US streaming service Netflix announced Monday, its intention to raise $1.6 billion in debt to fund its content growth plans.
The announcement had already been suggested in last week’s Q3 earnings update. Confirmation of the move came in a press release on the company website.
“Netflix intends to use the net proceeds from this offering for general corporate purposes, which may include content acquisitions, production and development, capital expenditures, investments, working capital and potential acquisitions and strategic transactions,” Netflix said.
Netflix shares ended the US trading day a little lower Friday, after hitting an all-time high earlier in the week following an upbeat Q3 earnings update. Pre-trade activity suggests shares could open in the green, Monday.
Q3 earnings update
In its Q3 earnings update, Netflix reported good growth and profits, including breaking though the 100 million subscribers mark. It also signalled plans to invest between $7 and $8 billion on programming.
The entertainment firm said original content was firmly in its long-term strategy.
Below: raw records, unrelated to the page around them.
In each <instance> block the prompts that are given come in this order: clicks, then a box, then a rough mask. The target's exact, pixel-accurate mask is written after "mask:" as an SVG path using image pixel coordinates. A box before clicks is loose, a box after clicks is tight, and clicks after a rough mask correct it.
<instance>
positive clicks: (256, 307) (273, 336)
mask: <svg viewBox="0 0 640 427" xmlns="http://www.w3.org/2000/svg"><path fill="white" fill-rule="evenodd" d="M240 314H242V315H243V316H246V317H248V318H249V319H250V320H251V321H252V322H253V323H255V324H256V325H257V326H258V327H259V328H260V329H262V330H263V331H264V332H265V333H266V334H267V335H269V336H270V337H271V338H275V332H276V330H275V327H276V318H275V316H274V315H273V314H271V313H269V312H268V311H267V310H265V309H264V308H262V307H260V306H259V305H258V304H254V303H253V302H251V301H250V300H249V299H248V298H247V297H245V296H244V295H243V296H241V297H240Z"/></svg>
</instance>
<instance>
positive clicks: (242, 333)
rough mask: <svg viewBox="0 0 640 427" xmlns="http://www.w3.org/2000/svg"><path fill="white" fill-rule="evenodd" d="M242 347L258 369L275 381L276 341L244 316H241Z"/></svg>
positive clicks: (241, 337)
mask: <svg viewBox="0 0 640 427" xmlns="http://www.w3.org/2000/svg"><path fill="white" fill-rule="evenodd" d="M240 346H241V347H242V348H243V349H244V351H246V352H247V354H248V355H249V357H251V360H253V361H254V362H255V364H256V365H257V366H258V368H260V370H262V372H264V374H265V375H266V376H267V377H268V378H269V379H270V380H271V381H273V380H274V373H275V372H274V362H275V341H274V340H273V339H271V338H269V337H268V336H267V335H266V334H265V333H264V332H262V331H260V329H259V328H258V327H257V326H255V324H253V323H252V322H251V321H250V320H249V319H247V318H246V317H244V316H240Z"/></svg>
“Our future largely lies in exclusive original content that drives both excitement around Netflix and enormous viewing satisfaction for our global membership and its wide variety of tastes,” Netflix said in its earnings announcement.
“Our investment in Netflix originals is over a quarter of our total P&L content budget in 2017 and will continue to grow.”
By creating and producing its own original series and films, Netflix is putting itself in the position to provide other entertainment services with its popular programming. And that’s a sure-fire earner – provided that original content continues to impress.
Netflix made around 50 films during 2017. It’s planning on increasing that number to 80 original Netflix films to be produced during 2018, according to Ted Sarandos, Netflix’ chief content officer.
The company’s plans to expand its original content production capabilities have already begun, with its deal to build a permanent production base in Canada.